Dickens is fresh off of Hurricane Helene, which ravaged the North Carolina mountains last week. “We didn’t know what was going to happen, so we prepared for the worst,” Dickens said. The storm ended up largely sparing Atlanta, but Dickens’s overall approach to preparation is based on one basic principle: “Don’t take any storm for granted.”

He went on to outline what he is doing as mayor to prepare for increasingly powerful storms brought on by warmer waters in the Gulf of Mexico. His playbook includes cleaning the city’s drains, building a good communications network, and raising awareness among residents to prepare as best they can. “You don’t have your birth certificate or Social Security card in your basement,” he said. “You have to tell people these things.”

As Milton heads to Florida, the mayor said he is taking no chances and is currently using a “whole of government” approach. Whenever forecasters start mentioning a storm in the Gulf, the Office of Emergency Preparedness in Atlanta goes into preparatory action, Dickens said. With Hurricane Milton set to make landfall on Wednesday, people in Atlanta were encouraged to work remotely in an effort to clear roads. Emergency personnel will be on standby.

“It’s so important to be collaborative; I have to know everything, have a good feel for weather patterns and be able to communicate with the power companies and various entities that help us, and everyone has to have some resilience,” he said. “Our rail system, our water systems, our hospitals, our challenged communities, our seniors, those experiencing homelessness — do they have supplies? Battery backups?”

Zaidi, Biden’s climate adviser, called Dickens’ approach a “master class in climate crisis leadership.” He added that the Biden administration has focused on bringing federal climate change preparedness approaches to local governments.

“We tried to put all these tools in the hands of local leaders and recognize that a lot of it is investment,” Zaidi said. He added that the federal government has invested $2 million in climate preparedness in Georgia alone.

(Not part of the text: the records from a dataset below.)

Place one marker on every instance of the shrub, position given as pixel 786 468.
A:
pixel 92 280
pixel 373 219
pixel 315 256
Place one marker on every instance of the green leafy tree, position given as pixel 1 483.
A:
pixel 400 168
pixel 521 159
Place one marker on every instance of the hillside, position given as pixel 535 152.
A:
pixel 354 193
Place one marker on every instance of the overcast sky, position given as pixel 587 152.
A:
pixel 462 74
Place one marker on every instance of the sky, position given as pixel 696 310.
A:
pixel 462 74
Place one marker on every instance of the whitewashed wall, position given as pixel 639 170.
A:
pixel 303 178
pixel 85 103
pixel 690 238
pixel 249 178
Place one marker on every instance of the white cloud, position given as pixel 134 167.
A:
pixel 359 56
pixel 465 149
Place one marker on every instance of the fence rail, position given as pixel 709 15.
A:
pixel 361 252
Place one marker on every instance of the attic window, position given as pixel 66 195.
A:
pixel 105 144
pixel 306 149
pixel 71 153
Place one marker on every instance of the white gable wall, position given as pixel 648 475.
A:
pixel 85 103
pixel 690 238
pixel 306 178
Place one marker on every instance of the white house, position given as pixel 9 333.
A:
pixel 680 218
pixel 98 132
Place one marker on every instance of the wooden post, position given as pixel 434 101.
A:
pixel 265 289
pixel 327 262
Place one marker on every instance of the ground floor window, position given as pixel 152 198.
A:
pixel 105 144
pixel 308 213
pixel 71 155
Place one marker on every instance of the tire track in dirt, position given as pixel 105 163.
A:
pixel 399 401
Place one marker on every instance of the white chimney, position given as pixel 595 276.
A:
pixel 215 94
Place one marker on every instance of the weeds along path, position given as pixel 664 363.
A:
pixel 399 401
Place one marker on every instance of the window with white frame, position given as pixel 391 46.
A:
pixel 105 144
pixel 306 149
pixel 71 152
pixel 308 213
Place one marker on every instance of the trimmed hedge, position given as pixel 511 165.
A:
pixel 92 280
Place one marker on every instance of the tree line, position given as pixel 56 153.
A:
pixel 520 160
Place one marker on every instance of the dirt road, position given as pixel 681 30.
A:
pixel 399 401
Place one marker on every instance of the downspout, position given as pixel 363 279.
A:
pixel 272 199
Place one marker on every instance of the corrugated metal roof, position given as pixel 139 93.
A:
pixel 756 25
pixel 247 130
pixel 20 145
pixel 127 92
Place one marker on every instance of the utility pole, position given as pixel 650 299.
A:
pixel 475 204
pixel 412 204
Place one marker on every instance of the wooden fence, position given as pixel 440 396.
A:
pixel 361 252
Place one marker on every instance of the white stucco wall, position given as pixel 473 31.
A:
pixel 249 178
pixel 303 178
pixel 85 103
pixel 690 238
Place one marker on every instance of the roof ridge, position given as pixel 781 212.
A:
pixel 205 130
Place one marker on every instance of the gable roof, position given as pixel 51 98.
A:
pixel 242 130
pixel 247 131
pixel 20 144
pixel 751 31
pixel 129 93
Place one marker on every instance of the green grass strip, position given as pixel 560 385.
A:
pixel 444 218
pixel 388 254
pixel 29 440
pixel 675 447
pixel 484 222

Hurricane Milton could mean catastrophic losses for millions of Florida residents, both in terms of casualties and economic devastation. “Milton should be a double-digit billion insured loss,” Wells Fargo said in a research note Tuesday, estimating those losses could reach $100 billion — or at least $20 billion dollars. Many families already suffer from high insurance premiums, a problem that is only getting worse; the average title insurance payout for single-family homes in the US is 52% above the pre-pandemic rate.